I like to put out seasonal activities throughout the year in as many curricular areas as I can. Due to the TONS of resources available on the world wide web, I am never at a loss for finding new things to make for the classroom. When I think back to how I made materials in the past when I taught Montessori, I can't believe how many hours I must have spent on them. At that time (12 years ago), I found black and white pictures in books, copied them, colored them by hand, cut them out, glued them onto a background, then laminated them. Now, it's as easy as downloading a file, printing it, and laminating it OR doing a "virtual" cut and paste (already in color) on the computer.
Many of the new things out this week are materials gleaned from web resources.
This is an alphabet matching activity I printed off from Kidssoup. Doesn't it look great on the red gingham metal tray I found while thrifting this summer?? To do this activity, the child matches the apple with the uppercase letter to the blossom on the tree with the lowercase letter. I programmed the back of the apple cards with the lowercase letter to allow for independence and cross-checking. This activity will go on the language shelf.
This is an apple matching game also printed from Kidssoup. Three children can play this at once. To play, the matching cards are placed facedown in the center of the rug as shown in the photo. The children take turns turning over a card and seeing if it matches their board. If it does, they place it on their board.

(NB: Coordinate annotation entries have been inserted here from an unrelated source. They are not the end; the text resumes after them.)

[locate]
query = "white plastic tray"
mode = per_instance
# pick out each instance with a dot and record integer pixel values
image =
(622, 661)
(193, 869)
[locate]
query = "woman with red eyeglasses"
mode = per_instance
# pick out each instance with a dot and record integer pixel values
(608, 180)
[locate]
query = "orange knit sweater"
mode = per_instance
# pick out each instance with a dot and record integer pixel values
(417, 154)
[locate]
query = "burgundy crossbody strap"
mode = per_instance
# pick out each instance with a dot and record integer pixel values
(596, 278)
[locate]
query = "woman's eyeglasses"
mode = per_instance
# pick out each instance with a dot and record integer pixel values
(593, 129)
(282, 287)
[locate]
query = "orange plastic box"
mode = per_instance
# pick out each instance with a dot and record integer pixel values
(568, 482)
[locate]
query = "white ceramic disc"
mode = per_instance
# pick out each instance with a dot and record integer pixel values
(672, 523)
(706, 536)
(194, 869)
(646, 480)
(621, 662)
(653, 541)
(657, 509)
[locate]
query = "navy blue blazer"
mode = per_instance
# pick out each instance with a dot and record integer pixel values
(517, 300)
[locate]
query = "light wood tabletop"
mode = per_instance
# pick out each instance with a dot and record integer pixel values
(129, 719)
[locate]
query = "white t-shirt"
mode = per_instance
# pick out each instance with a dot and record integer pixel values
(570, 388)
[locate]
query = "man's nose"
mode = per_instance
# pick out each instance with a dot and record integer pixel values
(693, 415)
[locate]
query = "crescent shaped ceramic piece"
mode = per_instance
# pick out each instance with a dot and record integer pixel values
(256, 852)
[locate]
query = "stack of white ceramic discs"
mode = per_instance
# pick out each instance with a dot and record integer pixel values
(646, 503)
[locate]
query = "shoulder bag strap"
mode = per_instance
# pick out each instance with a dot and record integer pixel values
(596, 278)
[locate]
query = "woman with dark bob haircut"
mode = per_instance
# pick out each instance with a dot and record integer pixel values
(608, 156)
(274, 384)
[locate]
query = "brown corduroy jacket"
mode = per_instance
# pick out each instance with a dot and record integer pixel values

If not, they can give it to the person who has the match on their board. I placed this on the sensorial shelf since it involves visual discrimination skills.
This is a new Practical Life activity that I pulled together to go along with our apples for September. I found this cute little green pail and the apple pencil toppers among all the goodies in my cupboards. I added the ice cube tray and the strawberry huller and it was shelf-ready.
And this little basket has three large apples cut from craft foam and a worm cut from brown felt. This is a little guessing game to play with a friend. Two children may do this activity together. One child covers their eyes while the other child hides the worm under one of the apples which have been laid out on a rug. The other child then uncovers their eyes and guesses which apple is hiding the worm. I like having these types of simple games out. They are very helpful for developing friendships between children. Last week I had a few teary children, which is to be expected the first week. When I was able to engage the teary child in an activity with a content child, oftentimes the sadness disappeared and the basis for a new friendship was formed.